The U.S. military has transferred control of Iraq's once-violent Babil province to Iraqi forces, making it the 12th of 18 provinces returned to Iraqi control.
During a handover ceremony Thursday, the number two U.S. commander in Iraq, Lieutenant General Lloyd Austin said security gains in the central province, south of Baghdad have been remarkable, with attacks declining 80 percent over the past year.
Iraq's National Security Advisor, Mowaffaq al-Rubaie said the handover is proof Iraqi forces in Babil have reached self-sufficiency. The White House press secretary, Dana Perino said the transfer was another example of improving security.
Meanwhile, a top U.S. military commander, Major General John Kelly, told reporters Thursday U.S. troop levels could be cut substantially in western Anbar province, if provincial elections go smoothly. The commander said violence had decreased significantly in the former insurgent-stronghold.
In central Baghdad Thursday, a suicide car bomber struck the convoy of Iraq's labor minister, Mahmoud al-Radhi, killing at least 11 people. The minister was not hurt.
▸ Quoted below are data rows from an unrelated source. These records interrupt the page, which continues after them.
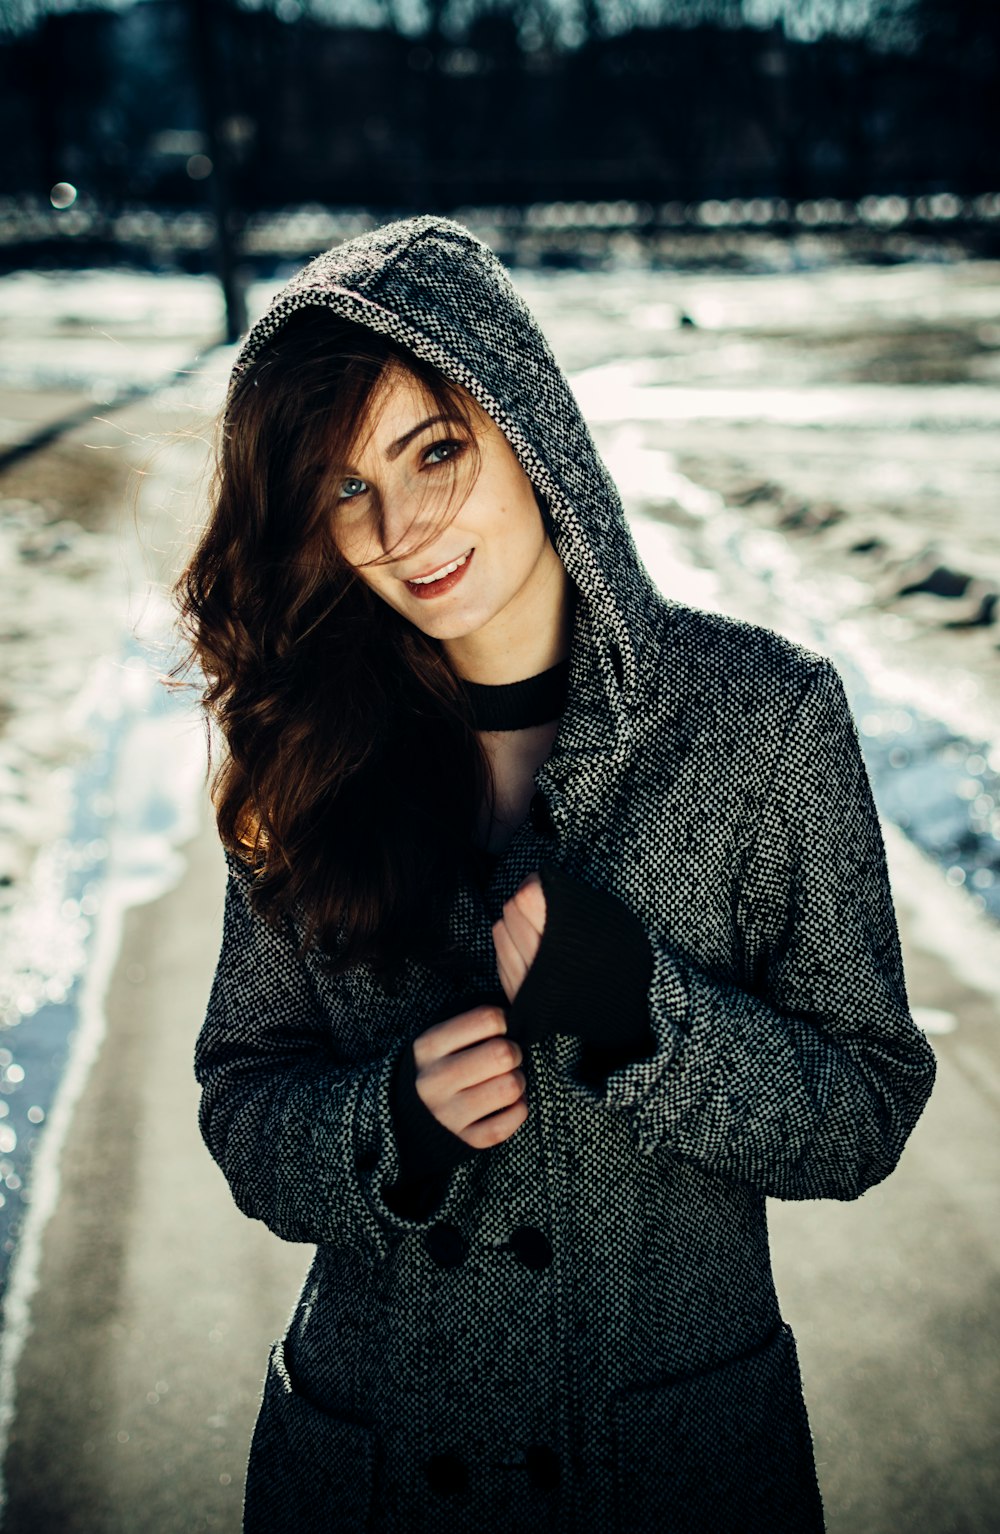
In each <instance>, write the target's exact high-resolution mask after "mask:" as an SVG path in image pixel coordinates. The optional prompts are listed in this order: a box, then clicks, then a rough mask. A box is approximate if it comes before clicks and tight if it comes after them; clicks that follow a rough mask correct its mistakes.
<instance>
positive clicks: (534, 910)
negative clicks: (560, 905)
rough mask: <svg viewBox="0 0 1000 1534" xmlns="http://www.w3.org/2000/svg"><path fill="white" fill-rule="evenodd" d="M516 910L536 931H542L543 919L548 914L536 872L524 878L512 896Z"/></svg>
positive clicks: (543, 921) (543, 922) (537, 874)
mask: <svg viewBox="0 0 1000 1534" xmlns="http://www.w3.org/2000/svg"><path fill="white" fill-rule="evenodd" d="M514 900H515V905H517V908H518V911H521V913H523V914H525V916H526V917H528V920H529V922H531V925H532V927H534V928H535V931H537V933H540V934H541V933H543V931H544V920H546V914H548V907H546V902H544V890H543V888H541V879H540V876H538V874H537V873H532V874H529V876H528V879H525V884H523V885H521V887H520V890H518V891H517V894H515V896H514Z"/></svg>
Separately, the U.S. military says coalition forces detained two suspected militants today in central Iraq, west of Baghdad. The military says one of the men is suspected of providing materials and money to regional al-Qaida leaders for bombings against coalition forces.
And the interior ministers of Iraq's neighboring countries have pledged their support for Iraq's stability and security.
Officials from countries that included Syria, Iran, Saudi Arabia, Jordan, Kuwait, and Egypt met in the Syrian capital of Amman Thursday and agreed to cooperate in helping Iraq eliminate terrorism. Syria's interior minister, Bassam Abdul Majid, said his country refuses to be a launching pad for threats against Iraq.
Some information for this report was provided by AFP, AP and Reuters.